Despite this musical chairs, top executives at a few major firms are refusing to buy brokers, insisting they have more to offer than just short term financial incentives.
"There are a lot of firms doing deals that don't make economic sense," says Bruce Mosler, president of US operations for C&W. "I think that soon we're soon going to start seeing fewer signing bonuses because no firm can continue doing that if it wants to have a bottom line to speak of."
To date, C&W has refused to lure brokers with the initial monetary gains that have grown more common in the industry, he says. While it has recently lost a few of its dealmakers, it's also managed to snag a few brokers from its competitors.
For example, John Wheeler, Frank Cento and Christopher Krantz all left recently to start up Jones Lang LaSalle's downtown New York office focused on institutional clients, and Dallas' Jack Fraker and Randy Baird recently took their industrial investment sales team from C&W to CB Richard Ellis.

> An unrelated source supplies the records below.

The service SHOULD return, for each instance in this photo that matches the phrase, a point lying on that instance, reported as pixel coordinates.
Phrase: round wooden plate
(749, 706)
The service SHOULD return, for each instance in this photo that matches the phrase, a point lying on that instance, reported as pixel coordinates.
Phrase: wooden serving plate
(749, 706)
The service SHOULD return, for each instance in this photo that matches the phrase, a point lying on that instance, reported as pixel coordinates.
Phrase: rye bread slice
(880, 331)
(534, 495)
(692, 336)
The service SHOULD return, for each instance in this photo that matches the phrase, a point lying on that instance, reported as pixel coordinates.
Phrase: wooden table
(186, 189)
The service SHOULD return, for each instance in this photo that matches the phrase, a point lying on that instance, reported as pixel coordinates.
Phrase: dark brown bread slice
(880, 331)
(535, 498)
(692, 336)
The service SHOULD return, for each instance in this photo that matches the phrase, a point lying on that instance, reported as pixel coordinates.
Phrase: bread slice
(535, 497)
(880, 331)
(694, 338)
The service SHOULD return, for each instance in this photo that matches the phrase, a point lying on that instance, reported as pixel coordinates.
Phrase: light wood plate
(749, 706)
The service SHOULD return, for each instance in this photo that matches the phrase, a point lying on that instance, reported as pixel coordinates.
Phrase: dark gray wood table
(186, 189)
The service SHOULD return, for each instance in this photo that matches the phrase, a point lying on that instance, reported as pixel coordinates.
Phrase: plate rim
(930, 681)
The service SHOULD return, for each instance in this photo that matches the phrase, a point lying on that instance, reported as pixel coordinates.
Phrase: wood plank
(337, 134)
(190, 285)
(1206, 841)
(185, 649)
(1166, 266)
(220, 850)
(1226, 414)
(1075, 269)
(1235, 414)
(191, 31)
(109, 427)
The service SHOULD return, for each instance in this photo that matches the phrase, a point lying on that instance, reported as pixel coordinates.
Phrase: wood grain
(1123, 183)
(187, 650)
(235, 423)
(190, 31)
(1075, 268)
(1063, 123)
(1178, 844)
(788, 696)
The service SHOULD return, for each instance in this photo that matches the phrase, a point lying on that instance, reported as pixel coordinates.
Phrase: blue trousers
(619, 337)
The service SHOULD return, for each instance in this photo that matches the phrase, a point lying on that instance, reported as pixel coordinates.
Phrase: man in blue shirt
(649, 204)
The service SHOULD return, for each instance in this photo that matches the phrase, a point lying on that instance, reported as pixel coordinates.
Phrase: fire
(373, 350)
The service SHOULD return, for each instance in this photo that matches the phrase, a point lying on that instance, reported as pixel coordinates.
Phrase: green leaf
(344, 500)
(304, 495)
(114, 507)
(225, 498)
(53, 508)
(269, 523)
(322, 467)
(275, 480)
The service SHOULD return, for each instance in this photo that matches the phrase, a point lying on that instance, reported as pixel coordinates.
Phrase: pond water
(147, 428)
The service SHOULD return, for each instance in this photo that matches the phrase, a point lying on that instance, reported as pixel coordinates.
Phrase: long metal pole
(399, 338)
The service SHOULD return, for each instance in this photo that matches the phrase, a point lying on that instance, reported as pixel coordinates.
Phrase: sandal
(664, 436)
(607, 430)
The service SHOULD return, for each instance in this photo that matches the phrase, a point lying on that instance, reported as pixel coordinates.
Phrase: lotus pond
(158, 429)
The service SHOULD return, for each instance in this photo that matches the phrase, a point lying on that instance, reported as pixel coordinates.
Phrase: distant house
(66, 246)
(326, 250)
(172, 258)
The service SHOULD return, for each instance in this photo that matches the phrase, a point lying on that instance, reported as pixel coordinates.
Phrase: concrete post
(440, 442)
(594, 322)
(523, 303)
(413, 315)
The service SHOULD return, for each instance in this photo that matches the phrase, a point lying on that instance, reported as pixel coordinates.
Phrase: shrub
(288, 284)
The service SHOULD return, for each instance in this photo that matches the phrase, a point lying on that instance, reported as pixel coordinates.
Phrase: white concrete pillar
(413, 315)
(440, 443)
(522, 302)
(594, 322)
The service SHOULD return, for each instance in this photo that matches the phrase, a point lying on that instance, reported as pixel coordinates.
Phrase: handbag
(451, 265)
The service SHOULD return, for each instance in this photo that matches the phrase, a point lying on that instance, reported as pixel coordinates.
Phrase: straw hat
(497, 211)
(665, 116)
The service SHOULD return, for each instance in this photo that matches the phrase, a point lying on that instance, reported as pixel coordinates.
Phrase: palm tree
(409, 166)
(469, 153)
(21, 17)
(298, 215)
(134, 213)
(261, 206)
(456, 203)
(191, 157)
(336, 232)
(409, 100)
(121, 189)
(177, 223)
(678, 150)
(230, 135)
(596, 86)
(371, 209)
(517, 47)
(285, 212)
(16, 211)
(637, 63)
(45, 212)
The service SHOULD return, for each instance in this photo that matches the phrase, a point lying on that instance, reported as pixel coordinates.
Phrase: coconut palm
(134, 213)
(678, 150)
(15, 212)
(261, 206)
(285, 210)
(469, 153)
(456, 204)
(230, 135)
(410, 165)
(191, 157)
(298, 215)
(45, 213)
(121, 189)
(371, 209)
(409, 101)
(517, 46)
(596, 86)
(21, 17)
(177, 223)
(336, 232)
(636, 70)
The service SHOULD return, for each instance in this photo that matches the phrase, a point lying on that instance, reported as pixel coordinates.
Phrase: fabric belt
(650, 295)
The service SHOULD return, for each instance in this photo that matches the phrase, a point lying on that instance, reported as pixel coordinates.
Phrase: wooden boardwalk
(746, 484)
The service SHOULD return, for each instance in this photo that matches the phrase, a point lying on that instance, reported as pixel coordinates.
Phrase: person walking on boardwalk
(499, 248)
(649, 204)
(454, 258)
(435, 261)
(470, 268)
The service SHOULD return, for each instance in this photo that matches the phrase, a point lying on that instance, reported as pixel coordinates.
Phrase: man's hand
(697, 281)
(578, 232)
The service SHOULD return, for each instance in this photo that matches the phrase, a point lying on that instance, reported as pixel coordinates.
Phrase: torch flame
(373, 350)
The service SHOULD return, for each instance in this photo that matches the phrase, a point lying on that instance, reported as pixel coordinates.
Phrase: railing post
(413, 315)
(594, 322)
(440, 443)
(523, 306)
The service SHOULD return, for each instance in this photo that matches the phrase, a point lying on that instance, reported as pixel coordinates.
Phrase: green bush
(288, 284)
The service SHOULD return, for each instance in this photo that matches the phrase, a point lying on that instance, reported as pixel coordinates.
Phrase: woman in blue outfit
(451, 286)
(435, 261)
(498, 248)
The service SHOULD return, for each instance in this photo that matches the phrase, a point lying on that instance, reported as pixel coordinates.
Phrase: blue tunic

Additionally, GlobeSt.com reported yesterday that Grubb & Ellis' Chicago office reportedly stole Michael J. Fortuna, an East-West Corridor office specialist, from C&W.
However, the shifts have also flowed the other way, with Cushman managing to grab four top agents specializing in class B transactions from Eastern Consolidated Properties' New York office. And Lance Ross, a former principal with Ross Brown Partners Inc. in Phoenix, recently jumped ship--along with associates Nathan Thinnes and Eric Iantorno--to join C&W's industrial properties division.
"We don't want someone that just wants the short-term benefits of being bought," explains Mosler, adding that instead of a signing bonus, C&W offers a "solid, stable, global company with strong leadership." He was quick to point out that these qualities are also not going to be found at a boutique, start-up firm.
"It's challenging to be a boutique organization," he states. "You can't service the same type of clientele." He states that small companies lack the global appeal and the integrated platforms to attract the big accounts. "It limits the type of clients you can service."
Stephen Siegel, chairman and CEO of Insignia/ESG, agrees that, "the last thing a broker should do now is create a start-up. There's a place for the boutique firm, but it's difficult to launch a start-up and compete with the depth of a major firm."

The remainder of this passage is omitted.